I’m unconvinced, in both cases. I think news media should avoid being that kind of cozy casual sloppy. It’s very NPR-ish, and that’s not a compliment. Yes, “boldly to go” sounds awkward, so find another way to say it. Say the full name the first time even if all the locals already know it, because like it or not the Beeb is very international and so is the internet. Comb the hair, check the bra straps, straighten the tie, sit up straight.
But also the spam sketch comparison is very apt and funny.
The BBC is deep with gender magic and trans, be it drag or anything connected.They even did a story on how one school forced boys to dress in drag for their GCSE Drama (the boys were either embarrassed or visibly uncomfortable).
The dumbing down of Beeb began around twenty five years ago: chasing ratings and viewers was the goal, and it did not matter how they achieved it. Coming up with copies of commercial channels’ ideas (phone ins, phone votes and infantile nonsense). Even credible documentaries have suffered, with repetition and technical terms omitted. Claiming lack of funding, many flagship programmes have gone, some not renewed, or repeats filling in too many hours.
The Beeb is supposed to be neutral, but simply cannot allow itself to be criticised when it very clearly crosses from the Neutral Zone (sorry, had to get a Trek reference in there) into a political stance. Just this week, a R4 programme was discussing the Cass Review, as if it was some lethal WMD, and how badly it affects those on the gender identity path. Any attempt at neutrality was missing, the interviewer questioning everything reasonable, but allowing gender woo a free ride, (The only reason I heard it all was due it being on a friends Radio),
As for Strictly Come Dancing, it is yet another example of ratings and dumbing down. The original Come Dancing featured amateur dancers from across the country, competing for the pleasure of it. But, oh dear, that is not cool anymore and does not have sex appeal to current BBC execs. So in came the ‘Celeb’ version. (I had distant relatives who appeared on the original series, winning several rounds. They never watched the current one).
The BBC has done this to many series: Ski Sunday stopped being about skiing championships and focused on human interest or the clothing. One Man and His Dog (sheepdog training) got the same treatment. And so many others, ruined. And the less said about Doctor Who….
Like many people I know, I cancelled my TV Licence (or TV Tax in reality). Goodbye BBC, it was fun whilst it lasted.

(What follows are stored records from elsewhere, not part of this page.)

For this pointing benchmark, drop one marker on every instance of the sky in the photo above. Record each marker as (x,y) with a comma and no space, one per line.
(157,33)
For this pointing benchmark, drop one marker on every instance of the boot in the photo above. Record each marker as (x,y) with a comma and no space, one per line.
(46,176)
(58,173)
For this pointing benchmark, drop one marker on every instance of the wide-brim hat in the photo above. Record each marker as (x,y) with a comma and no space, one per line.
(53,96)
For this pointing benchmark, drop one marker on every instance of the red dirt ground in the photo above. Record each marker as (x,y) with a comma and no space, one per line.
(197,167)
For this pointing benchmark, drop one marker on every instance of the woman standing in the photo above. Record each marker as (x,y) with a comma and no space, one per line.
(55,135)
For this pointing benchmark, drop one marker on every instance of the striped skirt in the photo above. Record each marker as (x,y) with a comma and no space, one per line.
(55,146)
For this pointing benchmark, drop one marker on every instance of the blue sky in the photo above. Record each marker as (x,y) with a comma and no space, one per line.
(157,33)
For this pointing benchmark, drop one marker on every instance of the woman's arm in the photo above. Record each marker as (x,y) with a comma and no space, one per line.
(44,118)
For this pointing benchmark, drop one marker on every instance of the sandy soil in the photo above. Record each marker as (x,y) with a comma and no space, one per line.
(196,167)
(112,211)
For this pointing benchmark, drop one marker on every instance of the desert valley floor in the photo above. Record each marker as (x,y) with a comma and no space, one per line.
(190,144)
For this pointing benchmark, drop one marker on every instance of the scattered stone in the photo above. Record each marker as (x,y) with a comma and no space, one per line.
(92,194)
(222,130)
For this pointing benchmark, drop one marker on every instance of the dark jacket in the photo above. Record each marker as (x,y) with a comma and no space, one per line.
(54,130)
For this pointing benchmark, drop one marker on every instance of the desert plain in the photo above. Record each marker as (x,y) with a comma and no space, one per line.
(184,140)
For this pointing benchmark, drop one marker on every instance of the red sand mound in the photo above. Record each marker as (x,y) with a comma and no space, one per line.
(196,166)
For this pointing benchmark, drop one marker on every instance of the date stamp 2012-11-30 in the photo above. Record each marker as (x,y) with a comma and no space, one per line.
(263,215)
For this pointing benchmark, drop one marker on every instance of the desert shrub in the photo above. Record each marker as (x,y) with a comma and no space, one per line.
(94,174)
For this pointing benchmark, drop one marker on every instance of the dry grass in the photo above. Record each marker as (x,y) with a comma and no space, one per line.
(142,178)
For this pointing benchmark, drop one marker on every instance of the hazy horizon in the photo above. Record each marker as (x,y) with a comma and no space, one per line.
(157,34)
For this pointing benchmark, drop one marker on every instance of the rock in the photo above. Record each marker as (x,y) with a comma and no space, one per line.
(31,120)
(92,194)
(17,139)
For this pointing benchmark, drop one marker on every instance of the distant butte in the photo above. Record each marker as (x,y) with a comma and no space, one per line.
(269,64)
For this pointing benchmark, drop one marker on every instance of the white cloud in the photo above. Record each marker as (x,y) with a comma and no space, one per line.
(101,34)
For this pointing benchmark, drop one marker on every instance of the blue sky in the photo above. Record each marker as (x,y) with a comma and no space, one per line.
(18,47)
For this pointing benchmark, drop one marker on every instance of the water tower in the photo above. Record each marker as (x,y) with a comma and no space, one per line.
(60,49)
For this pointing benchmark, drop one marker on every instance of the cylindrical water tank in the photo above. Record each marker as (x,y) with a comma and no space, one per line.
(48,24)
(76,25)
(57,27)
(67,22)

From the great Australian poet Ern Malley. (The perfect surrealist poet, since he never existed.)
I have split the infinitive. Beyond is anything
Words to live by,. I contend.
Also Doctor Who somehow manages to still be good. You just have to activate your perception filter and turn it to anti-drag-queen-mode!
(Last one, I promise. I need to sleep!)
@Colin Day
Only in synthetic languages such as Latin. Analytic languages like English and the various Chinese languages (for example – there are many others) can do as they damn well please.
The drag guy won, by the way.
IMO, the non-clumsy way to unsplit the infinitive is “to go boldly”, but the split infinitive is the least of the English language’s worries
I once read a persuasive suggestion that the BBC’s golden age to which everyone harks back was really a one-off product of the adoption curve for colour television. The licence fee regime meant that that the relative cost of black-and-white and colour licenses needed to be set at a significant disparity to avoid the stigma of being regressive, while the overall revenue from aggregate licenses had to match the anticipated BBC budget. That meant that the government, in setting the license fee, needed to predict the update of colour television which was. in turn, dependent on the technical progress in the manufacture of (largely imported) televisions. When technical progress made colour televisions cheaper (in real terms) faster than anticipated, the then professionalism and esprit de corps of the BBC at least saw that the surplus was well spent.